For the first time since the Charles Woodson era ended, the Packers’ secondary may be on the verge of something special. Led by veterans Morgan Burnett and Sam Shields, the Packers re-tooled in recent years by adding HaHa Clinton-Dix, Damarious Randall, and Quinten Rollins with top picks in the 2014 and 2015 drafts. Top reserve S/CB Micah Hyde and promising 2015 UDFA Ladarius Gunter round out a secondary group coming off one of its finest seasons for Green Bay in years.
The Packers ranked 9th in the NFL in interceptions with 16 in 2015 (a solid number but still a far cry from the 31 they had in 2011 with Woodson).

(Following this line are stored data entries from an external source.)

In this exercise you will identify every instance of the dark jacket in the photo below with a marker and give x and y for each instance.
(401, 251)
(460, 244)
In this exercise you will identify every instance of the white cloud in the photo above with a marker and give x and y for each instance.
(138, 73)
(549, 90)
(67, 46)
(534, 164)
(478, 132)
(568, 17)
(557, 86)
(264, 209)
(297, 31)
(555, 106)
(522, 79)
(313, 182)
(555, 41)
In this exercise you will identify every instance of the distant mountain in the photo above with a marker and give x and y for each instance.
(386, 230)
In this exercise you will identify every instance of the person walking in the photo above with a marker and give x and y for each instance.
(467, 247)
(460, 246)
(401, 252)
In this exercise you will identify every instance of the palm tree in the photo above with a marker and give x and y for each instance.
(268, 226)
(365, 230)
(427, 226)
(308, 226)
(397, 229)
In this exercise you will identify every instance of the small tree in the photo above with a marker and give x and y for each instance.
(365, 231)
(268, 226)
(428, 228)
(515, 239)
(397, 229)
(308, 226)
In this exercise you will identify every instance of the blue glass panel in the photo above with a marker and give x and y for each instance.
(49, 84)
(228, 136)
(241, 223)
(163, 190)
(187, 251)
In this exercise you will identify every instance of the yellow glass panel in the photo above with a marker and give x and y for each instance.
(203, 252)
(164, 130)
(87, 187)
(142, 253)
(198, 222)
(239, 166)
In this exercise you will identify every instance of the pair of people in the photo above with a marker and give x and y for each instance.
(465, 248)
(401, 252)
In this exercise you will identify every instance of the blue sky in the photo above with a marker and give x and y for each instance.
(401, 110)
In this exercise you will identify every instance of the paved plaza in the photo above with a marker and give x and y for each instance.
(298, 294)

Looking beyond just turnovers however, Green Bay finished 5th in Pass Completion % allowed (59%), 7th in Opponent QB Rating (80.1), and 9th in forced incompletions (14.6/game).
So why should we expect this same group to rise to the upper echelon of pass defenses in the NFL next season, joining the likes of Denver, Seattle, and Arizona? Most importantly, it starts with the continued ascension of young playmakers who could be on the verge of stardom.

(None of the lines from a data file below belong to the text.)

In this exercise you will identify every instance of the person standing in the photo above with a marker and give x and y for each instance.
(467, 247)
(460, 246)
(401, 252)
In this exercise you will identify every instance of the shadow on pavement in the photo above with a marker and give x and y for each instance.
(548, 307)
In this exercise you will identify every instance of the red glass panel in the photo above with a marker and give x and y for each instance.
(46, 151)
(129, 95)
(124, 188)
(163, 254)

Despite being only a third-year player, Clinton-Dix has already established himself as a premier Safety and helped form the League’s top tandem in the NFL (PFF ranked Burnett and Clinton-Dix as the 4th and 8th best Safeties, respectively, in 2015). Randall and Rollins combined for five picks and 20 passes defended in their rookie seasons. With a year of experience under their belt, the expectation is for them to start turning those defended passes into turnovers. Randall in particular will help mitigate the loss of nickel corner Casey Hayward in Free Agency, as he had experience defending the slot at ASU and has already begun taking reps there in OTA’s.

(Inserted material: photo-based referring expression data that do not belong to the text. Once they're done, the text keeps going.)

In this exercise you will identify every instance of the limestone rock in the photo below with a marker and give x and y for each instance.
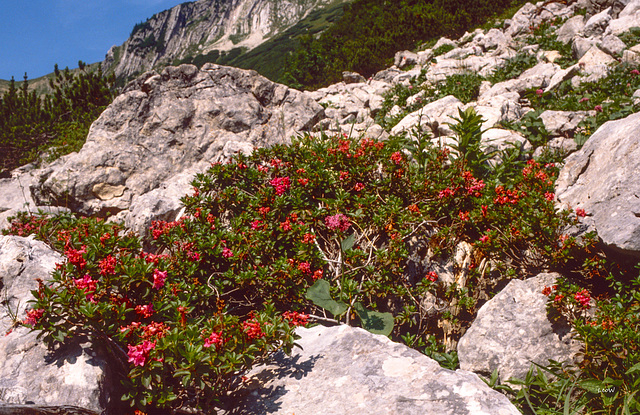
(537, 77)
(629, 17)
(512, 330)
(405, 58)
(612, 45)
(595, 64)
(580, 46)
(165, 124)
(342, 370)
(631, 55)
(520, 22)
(601, 178)
(199, 27)
(597, 24)
(570, 29)
(562, 123)
(352, 77)
(439, 111)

NFL secondaries can’t thrive based on the talent of their defensive backs alone, however. There are other factors that directly influence how good a pass defense can be, but fortunately for Green Bay, two of these key areas have the potential to improve in 2016.
The first actually has nothing to do with pass defense at all – rather, it starts with stopping the run. Success on early downs puts offenses in predictable situations, enabling DB’s to get aggressive on difficult down-and-distance plays. Green Bay was far too inconsistent in this regard last season, allowing 4.5 yards per carry (29th in the league). New additions Kenny Clark and Blake Martinez, along with further development of 2nd-year starting ILBs Jake Ryan and Sam Barrington, should improve that shaky run defense next season.
Accomplishing this will create a domino effect and enable the second key factor – a consistent pass rush. Green Bay had a respectable 43 sacks last season, but they often came in sporadic bunches. A dependable group of ILB’s will finally enable Clay Matthews to return to his natural OLB position, after amassing only 6.5 sacks last season while playing mostly inside. Even the best DBs in the NFL are hopeless if opposing QBs aren’t facing constant pressure in the pocket. Clay lining up opposite Julius Peppers on every snap next season should help make the secondary’s life much easier next season.
The emergence of a reliable run defense, a consistent pass rush, and ball-hawking playmakers in Clinton-Dix and Randall will all help catapult the Packers’ pass defense to the top of the takeaway leaderboard in 2016.